What is it to a linguist if Pirahã exists? "That sounds totally fake," says the skeptic. Says the linguist, "Yeah, doesn't it?" But in a world where Pirahã doesn't exist, imagine the conlanger who created it. "I just made up a language with no temporal vocabulary or tense whatsoever, no number system, and a culture of people who have no oral history, no art, and no appreciation for storytelling. Oh, yeah, and the language can just as easily be whistled, hummed or drummed as spoken. Oh, and the men and women have different phonologies. Oh yeah, and it's spoken in an area with a dominant language, but nobody speaks it, because they think their language is the best. Oh yeah, and it's supposed to be a naturalistic language." Suddenly when someone counters and says, "That sounds totally fake," the conlanger is put on the defensive, because they do have to account for it—in other words, "Yeah, doesn't it?" isn't going to fly.Which is interesting for a conlanger, but fascinating in light of Havelock's notion of oral society. That list of features is pretty much explicitly saying the language doesn't and can't support an oral society: "no oral history, no art, and no appreciation for storytelling" (doesn't), "no temporal vocabulary or tense whatsoever, no number sytem" (can't). And for a verbal society to survive in a world where the main Darwinian memetic struggle is between literacy and orality, of course it would have to be an extraordinarily compelling instance of verbality — "nobody speaks" the dominant language of the area, "because they think their language is the best."
— David J. Peterson, The 2007 Smiley Award Winner: Teonaht
The fruit of the Tree of Knowledge
The Pirahã were studied by Daniel Everett, who originally approached them with an evangelical mission — the point of such efforts is to learn an isolated people's language, then translate the teachings of Christianity into that language. Of course this failed miserably with the Pirahã, with their compellingly verbal language and culture (J.R.R. Tolkien criticized the international auxilliary language Esperanto as sterile because it had no mythology behind it (one could argue Esperanto now does have a mythology of a sort (but I digress))). Within a few years after completing his dissertation, Everett became an atheist. (Everett's 2008 book on his experiences with the Pirahã is Don't Sleep There are Snakes: Life and Language in the Amazonian Jungle.)
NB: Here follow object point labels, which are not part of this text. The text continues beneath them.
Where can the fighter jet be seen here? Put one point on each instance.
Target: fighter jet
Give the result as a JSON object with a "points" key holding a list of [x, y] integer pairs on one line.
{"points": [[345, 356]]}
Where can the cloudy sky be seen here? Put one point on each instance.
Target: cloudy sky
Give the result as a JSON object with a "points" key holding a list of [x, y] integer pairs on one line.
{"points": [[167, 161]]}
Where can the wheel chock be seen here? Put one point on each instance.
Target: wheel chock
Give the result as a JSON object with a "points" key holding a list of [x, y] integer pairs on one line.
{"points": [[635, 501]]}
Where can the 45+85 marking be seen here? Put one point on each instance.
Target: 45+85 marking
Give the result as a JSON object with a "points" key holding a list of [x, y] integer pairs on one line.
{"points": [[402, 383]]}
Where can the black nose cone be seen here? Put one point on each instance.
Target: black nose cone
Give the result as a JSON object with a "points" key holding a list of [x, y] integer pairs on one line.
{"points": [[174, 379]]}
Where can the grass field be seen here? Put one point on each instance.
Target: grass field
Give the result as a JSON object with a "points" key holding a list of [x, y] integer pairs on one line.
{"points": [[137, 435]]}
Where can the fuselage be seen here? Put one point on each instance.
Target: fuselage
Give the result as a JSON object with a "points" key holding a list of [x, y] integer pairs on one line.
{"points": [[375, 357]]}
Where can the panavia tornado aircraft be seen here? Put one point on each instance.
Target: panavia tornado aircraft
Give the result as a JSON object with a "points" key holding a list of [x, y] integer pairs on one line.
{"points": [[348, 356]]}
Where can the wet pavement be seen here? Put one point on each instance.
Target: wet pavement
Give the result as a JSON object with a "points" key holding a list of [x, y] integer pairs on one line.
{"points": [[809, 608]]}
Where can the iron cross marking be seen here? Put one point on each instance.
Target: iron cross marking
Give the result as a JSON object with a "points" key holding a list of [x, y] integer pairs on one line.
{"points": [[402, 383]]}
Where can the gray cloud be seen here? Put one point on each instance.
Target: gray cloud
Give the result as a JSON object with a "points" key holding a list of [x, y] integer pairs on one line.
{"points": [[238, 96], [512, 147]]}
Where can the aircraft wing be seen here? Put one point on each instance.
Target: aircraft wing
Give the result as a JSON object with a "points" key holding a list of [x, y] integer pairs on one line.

All of which goes to show that the myth of the fruit of the Tree of Knowledge can be handily applied to the transition from verbal to oral society. However, as I pointed out in my earlier post on memetic organisms, religious teachings are naturally selected for their ambiguity, their ability to be given a wide variety of different interpretations. The plausibility of an interpretation of the myth is, therefore, pretty much meaningless — the myth is a contextual chamelion, expected to blend plausibly into different belief systems. But it is interesting to consider how the myth might have evolved. The early Judaic written tradition is evidently a written record of an originally oral tradition, and an oral tradition mutates events into a good story (i.e., a highly replicable one). If the verbality conjecture is somewhere in the general neighborhood of the truth, there may once have been a vast cultural upheaval as orality supplanted verbality, perhaps (or perhaps not) on a par with the modern struggle between scientific and religious thinking (a major theme of current geopolitics). Such an upheaval might be expected to make a lasting impression on the oral societies that emerged; the lasting impression would be a myth; and the myth would be shaped into the forms of orality, with concrete actors and objects. What sort of myth do you think might result?